On Monday, Anderson went to the credit union office to fill out a fraud affidavit. The money was restored, and the problem was settled. A few days later, a call came from Wells Fargo. Had she just made $5,000 in charges on a credit card? The card was recently activated, and an initial balance had been paid with a credit union check to boost the spending limit.
Anderson returned to the credit union. While looking at her account, the manager asked, “Did you pay $500 from this checking account toward your American Express bill online?” No—she never paid bills online.
A few miles away, Alice Lipski was taking over Anderson’s identity. She signed Anderson up for a credit-monitoring service that was designed to protect customers from identity theft. Instead, it exposed her full credit history. The report revealed a mother lode of old accounts; over her life, Anderson had acquired dozens of cards from stores and banks. Most were inactive. Lipski reported those as lost or stolen, so the companies assigned new numbers with new usernames, passwords, and security questions that only Lipski knew, locking Anderson out of the accounts. “I knew everything about her,” Lipski says. “And what I didn’t know, I changed to what I wanted it to be.” She ordered Anderson’s mail forwarded to Lipski’s boyfriend’s house, then to a post office box. Since Anderson still received junk mail, it took weeks for her to notice that checks and bills had stopped coming.
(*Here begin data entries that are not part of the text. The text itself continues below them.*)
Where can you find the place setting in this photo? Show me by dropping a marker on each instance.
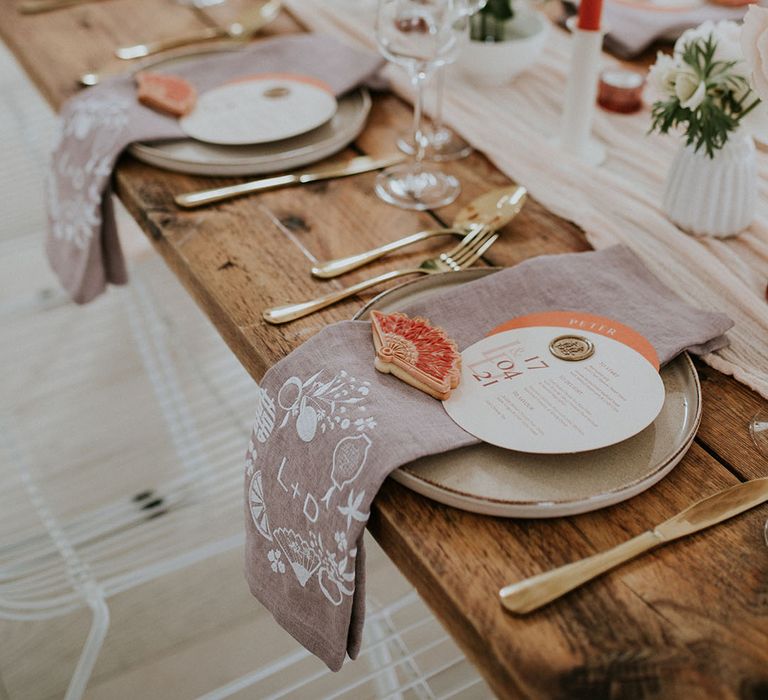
(559, 385)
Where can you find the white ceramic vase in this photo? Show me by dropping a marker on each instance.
(713, 196)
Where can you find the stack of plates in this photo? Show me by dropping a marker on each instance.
(495, 481)
(261, 125)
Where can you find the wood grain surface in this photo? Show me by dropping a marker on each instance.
(688, 620)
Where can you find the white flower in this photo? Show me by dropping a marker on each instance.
(728, 48)
(661, 77)
(689, 89)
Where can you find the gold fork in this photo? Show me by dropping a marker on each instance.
(471, 247)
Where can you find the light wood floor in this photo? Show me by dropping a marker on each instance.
(84, 407)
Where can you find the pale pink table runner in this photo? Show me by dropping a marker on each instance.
(98, 124)
(330, 428)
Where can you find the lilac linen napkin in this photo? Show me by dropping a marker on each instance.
(329, 428)
(95, 127)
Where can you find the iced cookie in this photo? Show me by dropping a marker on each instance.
(416, 352)
(166, 93)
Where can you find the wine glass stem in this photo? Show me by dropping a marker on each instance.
(419, 139)
(437, 121)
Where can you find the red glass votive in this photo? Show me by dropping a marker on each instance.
(621, 90)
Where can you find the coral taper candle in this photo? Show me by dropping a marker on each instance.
(590, 12)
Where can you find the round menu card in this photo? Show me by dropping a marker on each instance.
(261, 109)
(551, 390)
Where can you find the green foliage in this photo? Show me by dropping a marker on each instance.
(498, 9)
(489, 24)
(728, 99)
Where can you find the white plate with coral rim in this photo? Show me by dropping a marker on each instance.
(198, 158)
(493, 481)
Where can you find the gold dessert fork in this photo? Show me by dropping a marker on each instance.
(470, 248)
(248, 24)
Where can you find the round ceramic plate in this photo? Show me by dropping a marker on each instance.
(494, 481)
(260, 109)
(198, 158)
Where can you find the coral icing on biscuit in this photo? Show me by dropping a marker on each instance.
(416, 352)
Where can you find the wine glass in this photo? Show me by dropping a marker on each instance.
(444, 143)
(420, 36)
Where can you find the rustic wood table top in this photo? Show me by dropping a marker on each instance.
(688, 620)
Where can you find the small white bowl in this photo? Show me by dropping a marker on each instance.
(496, 63)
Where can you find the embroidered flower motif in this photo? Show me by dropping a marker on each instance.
(351, 510)
(318, 406)
(276, 562)
(341, 541)
(250, 458)
(365, 424)
(78, 175)
(264, 420)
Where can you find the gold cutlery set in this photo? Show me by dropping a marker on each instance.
(238, 31)
(478, 223)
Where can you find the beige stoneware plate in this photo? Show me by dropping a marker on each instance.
(198, 158)
(493, 481)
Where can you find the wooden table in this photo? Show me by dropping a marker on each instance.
(690, 620)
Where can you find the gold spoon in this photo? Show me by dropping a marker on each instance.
(250, 22)
(491, 210)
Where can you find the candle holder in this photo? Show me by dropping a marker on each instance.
(581, 96)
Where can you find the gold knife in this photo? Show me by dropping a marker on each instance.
(534, 592)
(31, 7)
(362, 164)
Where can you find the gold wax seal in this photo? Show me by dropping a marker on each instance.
(572, 348)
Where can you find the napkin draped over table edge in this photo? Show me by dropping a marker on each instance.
(96, 126)
(329, 428)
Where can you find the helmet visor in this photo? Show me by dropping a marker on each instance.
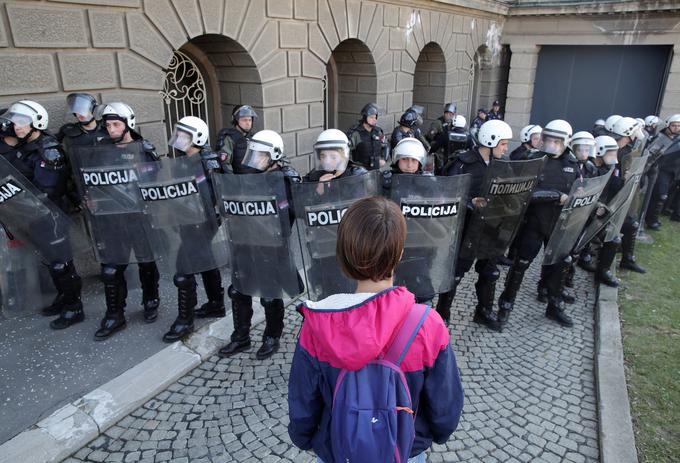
(331, 160)
(257, 159)
(80, 105)
(181, 140)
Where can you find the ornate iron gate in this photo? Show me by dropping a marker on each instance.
(184, 91)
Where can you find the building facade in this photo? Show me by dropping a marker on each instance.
(305, 64)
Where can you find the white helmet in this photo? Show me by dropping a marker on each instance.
(604, 144)
(673, 118)
(332, 151)
(611, 120)
(189, 130)
(526, 133)
(651, 120)
(625, 127)
(583, 145)
(409, 148)
(492, 132)
(25, 112)
(119, 110)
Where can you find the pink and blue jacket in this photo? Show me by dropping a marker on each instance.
(346, 332)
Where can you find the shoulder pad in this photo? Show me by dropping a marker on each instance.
(150, 149)
(71, 130)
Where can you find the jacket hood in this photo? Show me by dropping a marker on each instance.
(350, 337)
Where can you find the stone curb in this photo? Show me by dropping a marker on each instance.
(617, 440)
(74, 425)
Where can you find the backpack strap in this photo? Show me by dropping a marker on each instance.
(407, 333)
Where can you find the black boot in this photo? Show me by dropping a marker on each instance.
(484, 314)
(628, 252)
(445, 300)
(274, 312)
(115, 292)
(242, 314)
(513, 281)
(212, 282)
(71, 286)
(604, 273)
(555, 311)
(186, 302)
(148, 277)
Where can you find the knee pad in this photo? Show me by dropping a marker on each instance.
(184, 281)
(235, 295)
(110, 274)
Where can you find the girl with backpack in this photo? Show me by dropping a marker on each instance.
(373, 377)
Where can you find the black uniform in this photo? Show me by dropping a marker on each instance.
(542, 214)
(43, 162)
(367, 147)
(471, 162)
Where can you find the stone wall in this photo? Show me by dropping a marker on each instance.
(269, 53)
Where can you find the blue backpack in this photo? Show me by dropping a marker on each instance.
(372, 419)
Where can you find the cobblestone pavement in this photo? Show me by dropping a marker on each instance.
(529, 397)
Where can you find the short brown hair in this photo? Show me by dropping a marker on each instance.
(371, 239)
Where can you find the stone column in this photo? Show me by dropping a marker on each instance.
(671, 97)
(523, 62)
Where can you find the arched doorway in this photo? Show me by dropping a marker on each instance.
(429, 81)
(351, 82)
(207, 78)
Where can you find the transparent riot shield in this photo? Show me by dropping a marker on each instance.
(28, 215)
(434, 209)
(507, 189)
(583, 198)
(257, 215)
(319, 206)
(616, 209)
(179, 209)
(107, 177)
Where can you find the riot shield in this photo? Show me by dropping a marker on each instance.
(28, 215)
(319, 206)
(582, 200)
(257, 215)
(507, 188)
(178, 208)
(617, 208)
(107, 177)
(434, 209)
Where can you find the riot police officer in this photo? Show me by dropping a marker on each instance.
(626, 131)
(495, 112)
(332, 158)
(368, 146)
(43, 162)
(87, 131)
(232, 142)
(120, 122)
(265, 154)
(669, 166)
(408, 127)
(493, 138)
(530, 136)
(560, 171)
(606, 158)
(190, 138)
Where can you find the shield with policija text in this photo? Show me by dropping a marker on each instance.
(319, 207)
(583, 198)
(507, 188)
(107, 177)
(179, 209)
(29, 216)
(257, 214)
(434, 209)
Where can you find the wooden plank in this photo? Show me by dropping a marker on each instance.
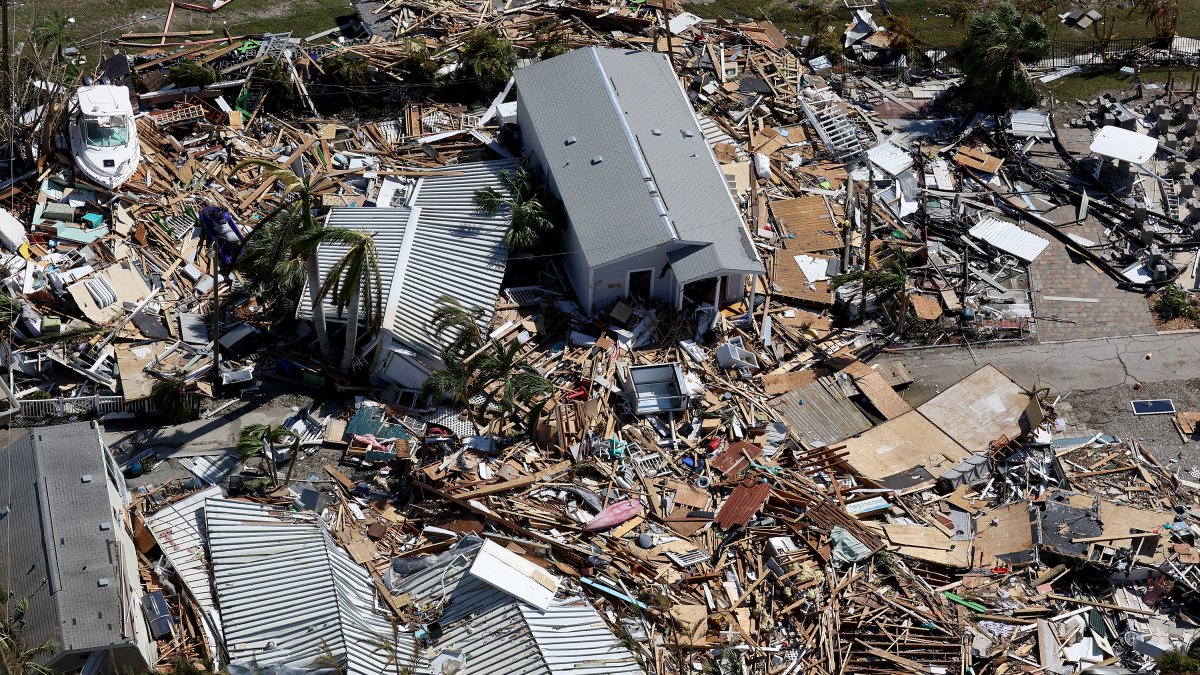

Anderson got more calls from credit card companies about suspicious transactions—casino bills, charges for new tires, fancy wheel covers, gas, food, clothes. In six months, more than $30,000 was spent in her name.
Anderson felt like a foreigner moored in a country whose language and customs she couldn’t decipher: “I would call a card company. They’d ask for the account number and password, and I couldn’t give them either one.” All she could do was go to the banks and stores in person and show their employees her driver’s license to prove who she was. She’d cancel the cards. Then, a fresh wave of attacks.
Here’s one thing you learn only after identity theft happens to you: You vanish. So thorough was Lipski’s intrusion that Anderson found herself arguing with bank officers over personal details like her old jobs, addresses, and mother’s maiden name. “I couldn’t prove who I was, because she could prove it easier than I could,” she says. “I felt like I was a nonhuman being.”
Armed with Anderson’s Social Security number—obtained from a Medicare card that Lipski had intercepted—and a fake driver’s license, Lipski walked into stores and convinced cashiers to let her charge merchandise on Anderson’s accounts. To keep the accounts from getting maxed out, Lipski wrote checks stolen from other victims. She’d pay down the balances and use the cards until the bank discovered the checks were bad.
*Names of victim and perpetrators have been changed.